Big Apple blogger battles City Hall, NYPD to renew press pass
New York journalist Rafael Martinez-Alequin and his lawyer Norm Siegel are challenging the New York City police department's policies for issuing press credentials. (For somewhat arcane reasons having to do with access to crime scenes, the NYPD issues all City media credentials.)
Siegel and his client made their case at a press conference at One Police Plaza in Manhattan on Oct. 31. See video, embedded below.
Martinez-Alequin had been a credentialed member of New York's working press since the early '90s. The Bronx-based reporter published the New York City Free Press on newsprint until the end of 2005, and shifted the publication online in 2006. He also started blogging at Your Free Press.
In 2006, the department downgraded Martinez-Alequin's status from "working press" to "press identification pass"--without explanation. At the time, the journalist didn't realize there was any difference. He kept on doing what he'd always been doing.
In 2007, he jumped through the familiar hoops to get his pass renewed, but his application was denied. The Department sent Martinez-Alequin a form letter stating, amongst other things, that he had failed to demonstrate the need to report spot news. Of course, he was still doing the same job he'd always done, for which he'd always been granted working press passes in the past.

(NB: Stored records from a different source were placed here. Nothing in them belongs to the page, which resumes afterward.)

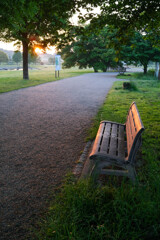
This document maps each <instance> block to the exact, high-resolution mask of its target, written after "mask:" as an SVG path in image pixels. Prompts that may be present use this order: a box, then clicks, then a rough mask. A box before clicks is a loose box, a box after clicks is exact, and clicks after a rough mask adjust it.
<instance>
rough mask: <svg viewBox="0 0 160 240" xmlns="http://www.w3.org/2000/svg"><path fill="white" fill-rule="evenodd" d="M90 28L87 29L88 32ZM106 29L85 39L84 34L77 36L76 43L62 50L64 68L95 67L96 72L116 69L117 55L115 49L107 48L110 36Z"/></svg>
mask: <svg viewBox="0 0 160 240" xmlns="http://www.w3.org/2000/svg"><path fill="white" fill-rule="evenodd" d="M87 28H88V26H87V27H86V31H87ZM109 34H110V32H109V30H108V28H107V27H105V28H104V29H103V30H101V32H100V33H99V34H94V33H93V34H90V35H88V36H87V37H85V36H84V35H83V34H82V35H79V36H77V38H76V41H74V42H72V43H71V44H70V45H67V46H66V47H65V48H63V50H62V53H61V55H62V58H63V60H64V63H63V66H64V67H66V68H69V67H72V66H76V65H77V66H79V68H87V67H93V69H94V71H95V72H98V70H102V71H103V72H105V71H106V70H107V68H109V67H113V68H114V67H116V66H117V62H116V61H115V58H116V55H115V51H114V49H113V48H107V45H108V35H109Z"/></svg>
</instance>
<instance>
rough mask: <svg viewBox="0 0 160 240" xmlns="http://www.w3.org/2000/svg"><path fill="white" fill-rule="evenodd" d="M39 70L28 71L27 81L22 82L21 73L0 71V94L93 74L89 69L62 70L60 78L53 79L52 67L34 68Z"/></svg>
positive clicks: (32, 70)
mask: <svg viewBox="0 0 160 240" xmlns="http://www.w3.org/2000/svg"><path fill="white" fill-rule="evenodd" d="M35 67H36V68H39V70H30V71H29V77H30V79H29V80H23V73H22V71H0V93H4V92H9V91H12V90H17V89H20V88H25V87H30V86H36V85H39V84H42V83H47V82H52V81H57V80H60V79H63V78H69V77H74V76H78V75H81V74H84V73H89V72H93V71H92V70H91V69H85V70H84V69H83V70H79V69H78V68H71V69H63V70H61V71H60V77H59V78H55V70H54V67H53V66H35Z"/></svg>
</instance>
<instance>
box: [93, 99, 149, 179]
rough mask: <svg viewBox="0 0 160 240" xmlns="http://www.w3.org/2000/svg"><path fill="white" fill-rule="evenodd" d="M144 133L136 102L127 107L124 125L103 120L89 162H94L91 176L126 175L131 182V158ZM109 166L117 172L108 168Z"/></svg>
mask: <svg viewBox="0 0 160 240" xmlns="http://www.w3.org/2000/svg"><path fill="white" fill-rule="evenodd" d="M143 131H144V126H143V123H142V121H141V118H140V115H139V112H138V109H137V107H136V104H135V102H133V103H132V104H131V106H130V109H129V111H128V115H127V120H126V123H125V124H121V123H115V122H111V121H106V120H104V121H102V122H101V123H100V126H99V130H98V133H97V136H96V139H95V142H94V144H93V148H92V151H91V154H90V159H91V160H93V161H94V163H95V168H92V171H93V174H94V173H97V174H109V175H112V174H113V175H122V176H128V177H129V178H130V179H131V180H132V181H133V182H134V181H135V177H136V172H135V160H134V159H135V155H136V152H137V150H138V149H139V147H140V143H141V134H142V132H143ZM110 165H111V166H115V167H118V169H117V170H116V169H114V170H109V169H107V168H106V167H108V166H110ZM119 167H120V168H122V169H123V170H120V169H119ZM126 169H127V171H126Z"/></svg>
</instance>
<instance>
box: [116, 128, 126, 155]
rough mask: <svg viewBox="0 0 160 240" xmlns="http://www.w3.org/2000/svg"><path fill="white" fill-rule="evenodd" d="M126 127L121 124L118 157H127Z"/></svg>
mask: <svg viewBox="0 0 160 240" xmlns="http://www.w3.org/2000/svg"><path fill="white" fill-rule="evenodd" d="M124 130H125V127H124V126H122V125H119V136H118V157H119V158H125V134H124Z"/></svg>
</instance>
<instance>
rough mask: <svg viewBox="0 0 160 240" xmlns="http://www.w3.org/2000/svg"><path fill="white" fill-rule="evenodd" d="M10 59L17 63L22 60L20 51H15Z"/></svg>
mask: <svg viewBox="0 0 160 240" xmlns="http://www.w3.org/2000/svg"><path fill="white" fill-rule="evenodd" d="M12 60H13V61H14V62H16V63H17V64H18V63H19V62H21V61H22V53H21V52H20V51H15V52H14V54H13V57H12Z"/></svg>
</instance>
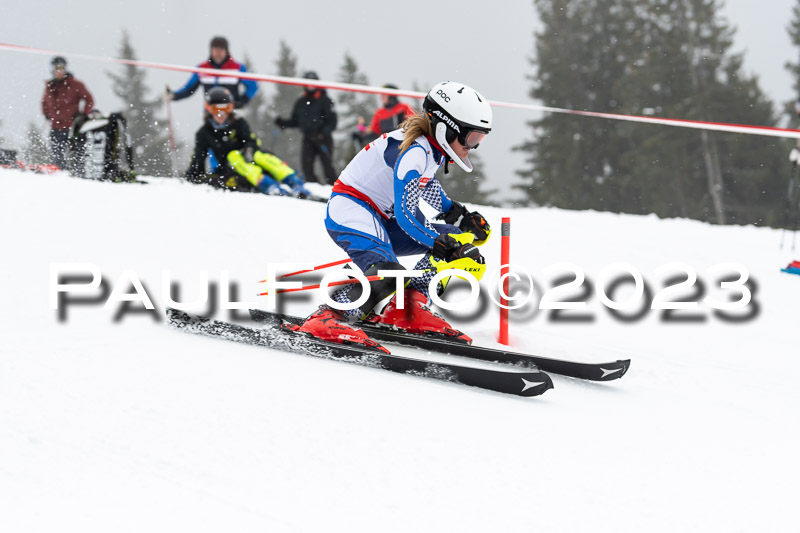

Martinez-Alequin's journalism didn't change when he shifted from paper to pixels, or when he branched out into blogging. He continued to report news, attend press conferences at City Hall, and ask Mayor Bloomberg pointed questions about how his policies affected minorities and poor people.
They don't have proof, but Martinez-Alequin and his lawyer speculate that the exasperated mayor may had something to do with the NYPD's precipitous and inexplicable decision.
Siegel and his client are prepared to challenge the constitutionality of the City's whole press credentialing policy. The NYPD may be discriminating against reporters for web-based publications. Or, it may be singling out Martinez-Alequin for some other reason. Either way, the reporter and his lawyer say they're prepared to go to court if the pass isn't reinstated.
The outcome of the Martinez-Alequin case could have important implications for anyone who reports for a blog or web-based publication.